How often should I be producing content?
A framework that combines momentum and momentsEvery content marketer struggles with one ever-present question: “How often should we be producing content, anyway?
There’s no one correct answer. Some common ways that companies land on content cadence include:
- Budget and resources: What resources are available to produce content in the first place?
- Channel strategy: What existing channels need to be “filled”?
- Building on success: Internal pressure to produce “more” when something is working
- Avoiding failure: Internal pressure to produce “less” when something is not
There is a sense that to be successful, an organization needs to find that frequency sweet spot, set a content calendar, and churn away.
This week we’ve been reading and dissecting Janessa Lantz’s “A Fresh Take on Content Strategy,” which is making the rounds again after being published a few years ago. It presents an interesting framework for content planning that seems to counter the above approaches. Janessa’s take is that your content should feel less like a “treadmill” — constantly producing low-impact blog posts, for example — and more like a “barbell” — investing in a few tentpole-like pieces that are unique, high-impact, and that you market like hell.

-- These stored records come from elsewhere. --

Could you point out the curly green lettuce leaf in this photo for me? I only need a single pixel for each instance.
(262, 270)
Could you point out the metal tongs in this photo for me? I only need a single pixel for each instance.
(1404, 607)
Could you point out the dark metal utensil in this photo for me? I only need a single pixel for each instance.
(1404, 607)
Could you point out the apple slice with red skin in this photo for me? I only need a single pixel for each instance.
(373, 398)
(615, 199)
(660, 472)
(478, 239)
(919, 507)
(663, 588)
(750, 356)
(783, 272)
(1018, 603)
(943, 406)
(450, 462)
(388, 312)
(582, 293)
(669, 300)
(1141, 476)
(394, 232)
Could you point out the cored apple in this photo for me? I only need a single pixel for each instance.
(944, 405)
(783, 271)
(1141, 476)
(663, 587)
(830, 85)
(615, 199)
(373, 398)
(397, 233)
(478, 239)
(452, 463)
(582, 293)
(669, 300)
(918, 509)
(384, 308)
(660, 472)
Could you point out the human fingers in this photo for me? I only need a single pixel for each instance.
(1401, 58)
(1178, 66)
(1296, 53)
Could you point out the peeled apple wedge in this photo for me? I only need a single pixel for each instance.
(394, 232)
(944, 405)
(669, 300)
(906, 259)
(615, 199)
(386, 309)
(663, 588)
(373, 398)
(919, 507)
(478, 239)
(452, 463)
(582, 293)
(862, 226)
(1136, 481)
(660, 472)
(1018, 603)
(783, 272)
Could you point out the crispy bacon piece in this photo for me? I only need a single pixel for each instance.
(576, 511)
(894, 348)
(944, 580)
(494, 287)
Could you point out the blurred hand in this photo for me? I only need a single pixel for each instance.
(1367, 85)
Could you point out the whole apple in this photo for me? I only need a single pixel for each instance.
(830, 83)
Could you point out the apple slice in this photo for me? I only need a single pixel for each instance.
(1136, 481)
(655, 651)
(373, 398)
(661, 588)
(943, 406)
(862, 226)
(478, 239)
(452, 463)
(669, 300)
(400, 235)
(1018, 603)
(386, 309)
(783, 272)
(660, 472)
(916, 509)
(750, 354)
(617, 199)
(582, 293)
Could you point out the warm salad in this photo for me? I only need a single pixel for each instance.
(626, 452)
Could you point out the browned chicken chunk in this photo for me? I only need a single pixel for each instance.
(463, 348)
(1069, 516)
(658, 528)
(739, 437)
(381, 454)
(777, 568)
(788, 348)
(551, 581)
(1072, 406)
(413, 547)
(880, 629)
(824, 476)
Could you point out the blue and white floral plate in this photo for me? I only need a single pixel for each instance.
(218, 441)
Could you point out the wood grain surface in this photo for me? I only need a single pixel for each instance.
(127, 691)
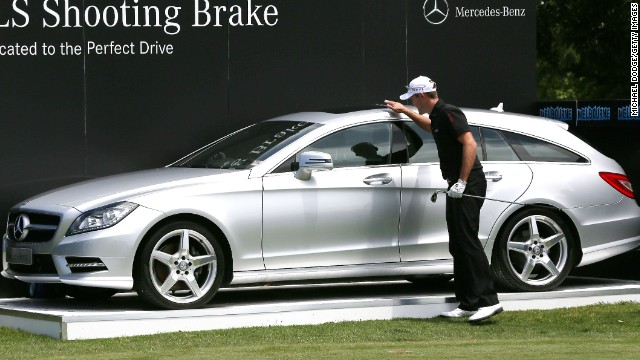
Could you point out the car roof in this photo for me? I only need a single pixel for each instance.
(504, 120)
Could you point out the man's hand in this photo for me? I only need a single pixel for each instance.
(457, 189)
(396, 106)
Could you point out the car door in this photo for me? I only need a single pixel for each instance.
(423, 229)
(507, 176)
(344, 216)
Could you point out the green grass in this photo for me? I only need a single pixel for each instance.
(591, 332)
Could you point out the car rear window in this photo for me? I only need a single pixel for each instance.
(531, 149)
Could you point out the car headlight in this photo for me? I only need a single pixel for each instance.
(101, 218)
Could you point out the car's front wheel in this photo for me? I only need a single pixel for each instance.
(180, 267)
(534, 251)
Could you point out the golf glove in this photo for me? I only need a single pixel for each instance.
(457, 189)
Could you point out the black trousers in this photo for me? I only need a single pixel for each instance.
(472, 276)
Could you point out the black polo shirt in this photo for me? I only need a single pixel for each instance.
(447, 123)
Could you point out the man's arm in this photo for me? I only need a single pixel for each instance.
(468, 154)
(422, 121)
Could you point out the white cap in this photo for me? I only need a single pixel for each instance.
(421, 84)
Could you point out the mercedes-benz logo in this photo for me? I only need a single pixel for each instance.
(436, 11)
(21, 227)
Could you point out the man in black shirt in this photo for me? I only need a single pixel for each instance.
(462, 170)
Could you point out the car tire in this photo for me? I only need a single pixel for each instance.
(180, 267)
(88, 293)
(534, 251)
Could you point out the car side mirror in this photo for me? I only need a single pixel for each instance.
(311, 161)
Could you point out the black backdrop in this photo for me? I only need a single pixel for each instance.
(66, 118)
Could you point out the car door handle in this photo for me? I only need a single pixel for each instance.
(378, 179)
(494, 176)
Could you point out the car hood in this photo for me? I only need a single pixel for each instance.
(90, 194)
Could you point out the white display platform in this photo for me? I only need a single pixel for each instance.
(126, 315)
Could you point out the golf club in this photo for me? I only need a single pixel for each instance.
(434, 198)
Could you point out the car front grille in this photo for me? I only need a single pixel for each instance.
(42, 264)
(85, 264)
(36, 227)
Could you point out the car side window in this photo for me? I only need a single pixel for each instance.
(496, 146)
(532, 149)
(364, 145)
(424, 153)
(475, 131)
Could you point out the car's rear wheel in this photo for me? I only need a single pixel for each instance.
(180, 267)
(534, 251)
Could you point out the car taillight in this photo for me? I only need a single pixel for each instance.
(619, 182)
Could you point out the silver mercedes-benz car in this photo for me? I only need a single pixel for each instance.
(321, 196)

Janessa has some really good points, and the post is worth reading in its entirety. The two takeaways I most agree with:
- Your content mix should include major releases that feel super high-value to the audience — something they might even pay to access, like timely proprietary research.
- Your content marketing needs its own robust channel marketing plan that pulls in both traditional and non-traditional means to promote it. The packaging and repackaging of this content in different formats (blog posts, social posts, events, etc.) are what the best content marketers use to get the most impact from their efforts.
But does the barbell approach mean you can lean back from the content you’re more consistently producing? Can you drastically reduce your content marketing, directing resources to only large-scale efforts, without seeing a reduction in ROI?
Probably not.
Think about content marketing as a game of baseball — the more at-bats you have, the more chances you have to get on base or hit a home run. If you have just one at-bat each quarter and you strike out, you’re out of luck (and have a lot to explain to your boss/team).
To put in back in the context of Janessa’s exercise-related metaphors, we’ve been discussing a strategy that looks more like “hurdles”: Using a “treadmill”-like cadence that creates momentum, but that is also populated with “barbell”-like moments that can create significant lift over time (and aren’t an all-in bet to drive your strategy).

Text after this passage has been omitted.